Vieles, was hier gezeigt wird, ist hinlänglich bekannt: Marcs unschuldige Tiere, Kandinskys Weg in die Abstraktion. Auch herrschte an Ausstellungen zum Thema "Blauer Reiter" während der letzten Jahre kein Mangel. Dennoch gibt es Überraschungen. So Marcs "Akt mit Katze" von 1910, der sich von Matisses Fauvismus beeinflusst zeigt - und bei dem das Tier ausnahmsweise nur eine Nebenrolle spielt. Oder Niestlés Arbeit "Gartenrotschwänze im Weißdorn" (1909), die an japanische Farbholzschnitte erinnert. Wendet sich der Betrachter von diesem impressionistisch anmutenden Bild ab, blickt er auf Mackes Triptychon "Großer Zoologischer Garten" (1913), Tiere und typisierte Figuren in einem lichtdurchfluteten, farbigen Flächenstil - und versteht, warum sich Niestlé in der ersten Schau des "Blauen Reiters" trotz seiner Freundschaft mit Marc deplatziert fühlte. Anders als die Berliner "Brücke" ist der "Blaue Reiter" eben kein Zirkel mit einheitlichem Gruppenstil, sondern eine eher lockere Aktionsgemeinschaft.

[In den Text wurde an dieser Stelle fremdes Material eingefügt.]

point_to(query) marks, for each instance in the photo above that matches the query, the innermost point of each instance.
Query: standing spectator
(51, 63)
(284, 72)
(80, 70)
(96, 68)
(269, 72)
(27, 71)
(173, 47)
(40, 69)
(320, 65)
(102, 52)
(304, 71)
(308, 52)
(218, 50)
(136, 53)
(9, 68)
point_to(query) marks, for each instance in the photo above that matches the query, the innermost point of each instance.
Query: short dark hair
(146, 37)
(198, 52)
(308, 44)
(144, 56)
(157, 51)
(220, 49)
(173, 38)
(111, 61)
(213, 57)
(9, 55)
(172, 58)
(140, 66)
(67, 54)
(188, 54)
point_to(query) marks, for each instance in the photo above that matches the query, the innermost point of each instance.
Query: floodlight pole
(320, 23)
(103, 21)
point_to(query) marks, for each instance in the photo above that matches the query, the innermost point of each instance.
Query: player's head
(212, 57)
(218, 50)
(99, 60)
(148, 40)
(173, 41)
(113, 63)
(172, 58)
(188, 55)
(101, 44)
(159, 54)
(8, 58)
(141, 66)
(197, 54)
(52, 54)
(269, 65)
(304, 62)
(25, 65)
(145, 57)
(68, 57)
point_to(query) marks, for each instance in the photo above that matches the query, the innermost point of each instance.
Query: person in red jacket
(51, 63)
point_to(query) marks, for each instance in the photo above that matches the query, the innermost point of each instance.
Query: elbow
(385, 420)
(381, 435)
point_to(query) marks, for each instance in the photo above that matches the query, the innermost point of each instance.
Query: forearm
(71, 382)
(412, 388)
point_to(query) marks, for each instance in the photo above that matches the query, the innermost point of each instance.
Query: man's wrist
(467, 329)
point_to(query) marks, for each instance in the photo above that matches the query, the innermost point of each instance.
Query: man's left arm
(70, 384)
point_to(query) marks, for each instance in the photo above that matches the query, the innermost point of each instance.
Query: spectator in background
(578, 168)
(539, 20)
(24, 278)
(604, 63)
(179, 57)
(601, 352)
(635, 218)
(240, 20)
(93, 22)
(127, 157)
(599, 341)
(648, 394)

Die zweite Ausstellung des Kreises präsentierte im Frühjahr 1912 unter dem programmatischen Titel "Schwarz-Weiß" in der Münchner Galerie Hans Goltz ausschließlich Zeichnungen und Druckgrafik. Daran sollen die Aquarelle und Zeichnungen von Klee, Kubin und Marc im Bremer Kupferstichkabinett erinnern. Außerdem sind hier alle vier Ausgaben des von Kandinsky und Marc herausgegebenen Almanachs "Der Blaue Reiter" zu bestaunen. Die Aufsatzsammlung, zuerst im Mai 1912 erschienen, gilt als bedeutendste Programmschrift der Kunst des 20. Jahrhunderts. Dies verdankt sie nicht zuletzt den über 140 Abbildungen, die Kunstprodukte unterschiedlicher Zeiten und Kulturen, Ethnografika, moderne Kunst und europäische Volkskunst, miteinander konfrontieren.

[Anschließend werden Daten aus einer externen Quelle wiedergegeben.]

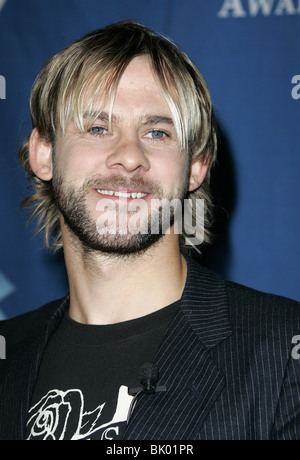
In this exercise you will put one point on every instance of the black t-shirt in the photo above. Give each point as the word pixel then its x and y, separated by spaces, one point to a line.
pixel 82 387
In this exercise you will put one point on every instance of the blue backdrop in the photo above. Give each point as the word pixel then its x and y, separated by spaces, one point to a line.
pixel 249 53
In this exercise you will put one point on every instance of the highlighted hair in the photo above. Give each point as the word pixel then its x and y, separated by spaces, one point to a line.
pixel 92 66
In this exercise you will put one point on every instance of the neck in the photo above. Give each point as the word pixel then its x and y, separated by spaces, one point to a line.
pixel 107 289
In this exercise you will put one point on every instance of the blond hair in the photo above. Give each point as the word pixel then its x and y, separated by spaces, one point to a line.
pixel 93 65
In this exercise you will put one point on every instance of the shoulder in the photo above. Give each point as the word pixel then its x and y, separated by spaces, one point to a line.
pixel 19 328
pixel 263 310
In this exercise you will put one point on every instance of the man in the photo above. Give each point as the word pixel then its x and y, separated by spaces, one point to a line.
pixel 119 157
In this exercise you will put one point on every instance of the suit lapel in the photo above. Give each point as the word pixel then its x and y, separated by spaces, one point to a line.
pixel 192 379
pixel 17 387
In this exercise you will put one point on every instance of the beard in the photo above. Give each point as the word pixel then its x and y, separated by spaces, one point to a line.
pixel 72 204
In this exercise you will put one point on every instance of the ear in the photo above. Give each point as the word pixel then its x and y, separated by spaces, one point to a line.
pixel 198 172
pixel 40 156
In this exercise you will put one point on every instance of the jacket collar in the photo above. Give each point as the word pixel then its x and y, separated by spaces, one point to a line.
pixel 183 359
pixel 192 379
pixel 204 303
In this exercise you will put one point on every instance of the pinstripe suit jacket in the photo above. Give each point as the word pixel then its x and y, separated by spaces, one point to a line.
pixel 228 360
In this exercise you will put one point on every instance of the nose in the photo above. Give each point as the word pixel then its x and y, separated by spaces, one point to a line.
pixel 128 155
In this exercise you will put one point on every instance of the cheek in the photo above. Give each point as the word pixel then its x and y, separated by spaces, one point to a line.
pixel 79 162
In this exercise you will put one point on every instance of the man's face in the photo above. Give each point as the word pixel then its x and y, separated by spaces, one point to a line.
pixel 107 184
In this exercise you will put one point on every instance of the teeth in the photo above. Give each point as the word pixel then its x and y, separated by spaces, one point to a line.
pixel 122 194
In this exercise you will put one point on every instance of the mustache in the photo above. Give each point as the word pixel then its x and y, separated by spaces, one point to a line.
pixel 116 182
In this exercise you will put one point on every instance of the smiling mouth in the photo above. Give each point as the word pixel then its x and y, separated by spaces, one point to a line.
pixel 122 194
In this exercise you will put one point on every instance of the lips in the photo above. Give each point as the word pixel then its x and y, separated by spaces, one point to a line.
pixel 122 194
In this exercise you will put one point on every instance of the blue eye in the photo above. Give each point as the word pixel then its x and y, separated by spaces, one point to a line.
pixel 98 130
pixel 156 134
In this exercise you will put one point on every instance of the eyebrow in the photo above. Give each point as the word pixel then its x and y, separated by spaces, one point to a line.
pixel 146 119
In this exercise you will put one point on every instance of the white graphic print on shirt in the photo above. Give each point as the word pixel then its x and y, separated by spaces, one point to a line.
pixel 48 419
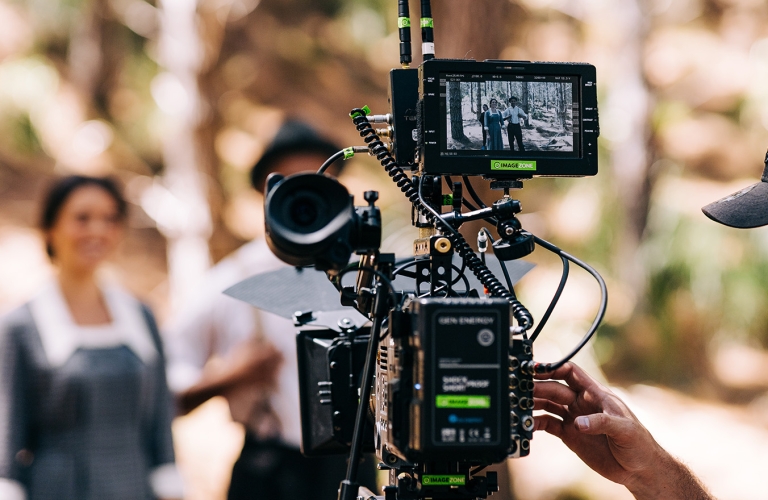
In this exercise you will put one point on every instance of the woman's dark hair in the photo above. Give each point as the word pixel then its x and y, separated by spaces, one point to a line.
pixel 63 188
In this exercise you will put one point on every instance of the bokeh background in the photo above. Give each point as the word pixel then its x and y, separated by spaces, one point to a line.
pixel 178 99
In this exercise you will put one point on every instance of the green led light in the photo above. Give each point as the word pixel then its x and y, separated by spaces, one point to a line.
pixel 461 401
pixel 443 480
pixel 513 165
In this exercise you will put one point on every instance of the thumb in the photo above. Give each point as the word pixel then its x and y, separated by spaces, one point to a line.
pixel 599 423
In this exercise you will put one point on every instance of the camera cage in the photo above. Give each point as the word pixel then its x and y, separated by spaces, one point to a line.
pixel 402 324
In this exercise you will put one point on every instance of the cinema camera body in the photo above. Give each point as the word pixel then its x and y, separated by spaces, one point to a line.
pixel 440 382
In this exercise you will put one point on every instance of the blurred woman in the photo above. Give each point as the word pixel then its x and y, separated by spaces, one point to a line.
pixel 481 119
pixel 493 126
pixel 85 412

Den Höhepunkt der Bremer Schau beherbergt ein kleiner Raum: Hier wird der Almanach gleichsam zum Leben erweckt. Den Ausstellungsmachern ist es gelungen, einen großen Teil der dort abgebildeten Kunstobjekte zu beschaffen, die sie hier, in mehreren Reihen versetzt, dicht gestellt und gehängt, präsentieren. Bayerische Hinterglasbilder neben chinesischer Malerei, Rousseaus Gemälde "Der Hühnerhof" (um 1908) hinter einer Kameruner Schnitzarbeit und Kirchners Lithografie "Vier Tänzerinnen" (1912) neben der fast zwei Meter hohen Ahnenfigur aus Südborneo mit Federputz und Speer.

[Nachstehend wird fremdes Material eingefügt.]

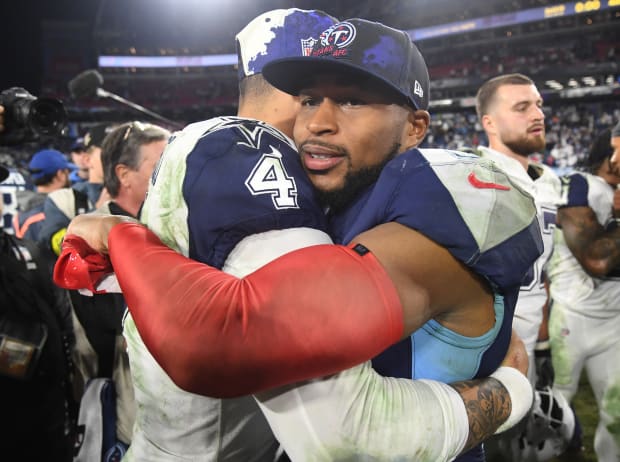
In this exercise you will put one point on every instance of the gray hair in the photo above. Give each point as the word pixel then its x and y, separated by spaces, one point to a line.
pixel 122 146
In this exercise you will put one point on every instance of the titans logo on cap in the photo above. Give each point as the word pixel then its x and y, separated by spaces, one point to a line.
pixel 339 35
pixel 307 45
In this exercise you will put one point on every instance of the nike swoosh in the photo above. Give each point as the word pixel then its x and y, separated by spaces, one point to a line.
pixel 485 184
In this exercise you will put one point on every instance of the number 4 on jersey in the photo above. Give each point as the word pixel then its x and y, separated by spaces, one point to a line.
pixel 270 177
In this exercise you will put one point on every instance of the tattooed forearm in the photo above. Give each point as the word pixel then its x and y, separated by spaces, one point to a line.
pixel 597 249
pixel 488 406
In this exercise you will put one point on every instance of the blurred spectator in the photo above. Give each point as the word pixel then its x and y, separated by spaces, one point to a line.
pixel 50 171
pixel 35 364
pixel 64 204
pixel 128 156
pixel 585 287
pixel 79 156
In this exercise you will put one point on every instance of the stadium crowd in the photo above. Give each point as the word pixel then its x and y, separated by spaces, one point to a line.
pixel 142 381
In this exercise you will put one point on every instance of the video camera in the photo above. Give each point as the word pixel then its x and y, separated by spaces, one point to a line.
pixel 27 118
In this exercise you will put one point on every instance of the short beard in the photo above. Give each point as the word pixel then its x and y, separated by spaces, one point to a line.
pixel 525 147
pixel 354 183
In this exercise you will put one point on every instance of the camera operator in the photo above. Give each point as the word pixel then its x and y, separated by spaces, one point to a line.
pixel 36 332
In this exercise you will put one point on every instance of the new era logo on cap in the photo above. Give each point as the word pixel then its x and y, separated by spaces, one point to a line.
pixel 358 47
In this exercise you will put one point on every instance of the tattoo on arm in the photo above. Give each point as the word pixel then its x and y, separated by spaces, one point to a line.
pixel 597 250
pixel 488 405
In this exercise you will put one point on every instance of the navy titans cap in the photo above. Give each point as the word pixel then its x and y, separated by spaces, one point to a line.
pixel 358 47
pixel 276 34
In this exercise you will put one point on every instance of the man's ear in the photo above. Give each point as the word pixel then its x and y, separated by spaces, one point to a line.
pixel 487 123
pixel 418 123
pixel 121 171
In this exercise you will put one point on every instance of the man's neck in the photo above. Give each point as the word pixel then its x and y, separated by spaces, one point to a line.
pixel 502 149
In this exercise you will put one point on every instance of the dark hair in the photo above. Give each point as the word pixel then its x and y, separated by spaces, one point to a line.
pixel 600 151
pixel 122 146
pixel 487 91
pixel 254 87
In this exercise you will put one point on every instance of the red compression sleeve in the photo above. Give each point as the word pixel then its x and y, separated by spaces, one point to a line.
pixel 309 313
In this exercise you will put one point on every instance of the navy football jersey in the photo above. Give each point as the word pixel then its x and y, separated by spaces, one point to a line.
pixel 484 219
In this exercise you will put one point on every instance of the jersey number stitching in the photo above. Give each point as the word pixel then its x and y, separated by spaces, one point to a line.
pixel 270 177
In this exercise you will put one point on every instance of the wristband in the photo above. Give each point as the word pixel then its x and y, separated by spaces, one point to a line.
pixel 521 395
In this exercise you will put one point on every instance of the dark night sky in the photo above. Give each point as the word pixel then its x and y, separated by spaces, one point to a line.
pixel 20 36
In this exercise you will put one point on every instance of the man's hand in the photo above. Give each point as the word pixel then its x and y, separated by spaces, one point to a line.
pixel 516 356
pixel 616 203
pixel 94 229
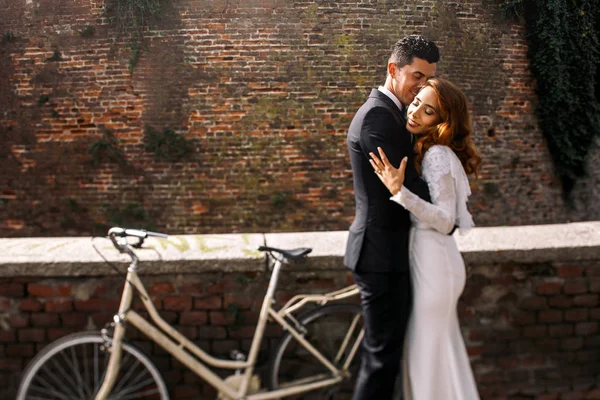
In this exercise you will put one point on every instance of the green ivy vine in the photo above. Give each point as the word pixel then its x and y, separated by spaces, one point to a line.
pixel 564 52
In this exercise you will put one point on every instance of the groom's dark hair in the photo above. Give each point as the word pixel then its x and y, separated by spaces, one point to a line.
pixel 414 46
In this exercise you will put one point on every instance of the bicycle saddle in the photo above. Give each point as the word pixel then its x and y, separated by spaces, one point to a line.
pixel 294 254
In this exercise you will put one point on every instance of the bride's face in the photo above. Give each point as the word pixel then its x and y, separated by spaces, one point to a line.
pixel 423 112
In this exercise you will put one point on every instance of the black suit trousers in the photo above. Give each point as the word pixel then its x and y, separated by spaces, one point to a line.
pixel 386 300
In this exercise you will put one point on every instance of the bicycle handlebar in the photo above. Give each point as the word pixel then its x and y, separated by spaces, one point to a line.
pixel 138 233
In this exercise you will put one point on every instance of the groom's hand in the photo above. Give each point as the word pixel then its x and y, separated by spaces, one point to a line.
pixel 392 178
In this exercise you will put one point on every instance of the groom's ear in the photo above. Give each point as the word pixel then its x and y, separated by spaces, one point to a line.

Für Kandinsky und Marc ist der "Blaue Reiter" Symbol einer künstlerischen Erneuerungsbewegung, die eine Epoche des "Großen Geistigen" einleiten soll. Macke steht dem Pathos der Freunde skeptisch gegenüber. Seine "Karikatur auf den Blauen Reiter" von 1913 zeigt Marc auf einem Kutschbock thronend, der - in Anspielung auf Waldens Einfluss - den Schriftzug "Sturm" trägt. Kandinsky sitzt in der Kalesche, sich selbst zeichnet Macke als dummen August, der die Pferdeäpfel aufkehrt. Bereits 1912 hatte er seinem Freund Marc geraten, zu arbeiten und nicht zu viel an den "Blauen Reiter" und an blaue Pferde zu denken: "Ihr seht mir sonst wahrhaftig zu blau." Doch alles kommt anders: Statt der großen Vergeistigung naht der Erste Weltkrieg, der das Ende des Künstlerkreises bedeutet und sowohl den Kriegsfreiwilligen Marc als auch Macke und Burljuk das Leben kostet.Kunsthalle Bremen, Am Wall 207, bis 12. Juni. Katalog (DuMont Verlag Köln) 48 Mark, im Buchhandel 98 Mark.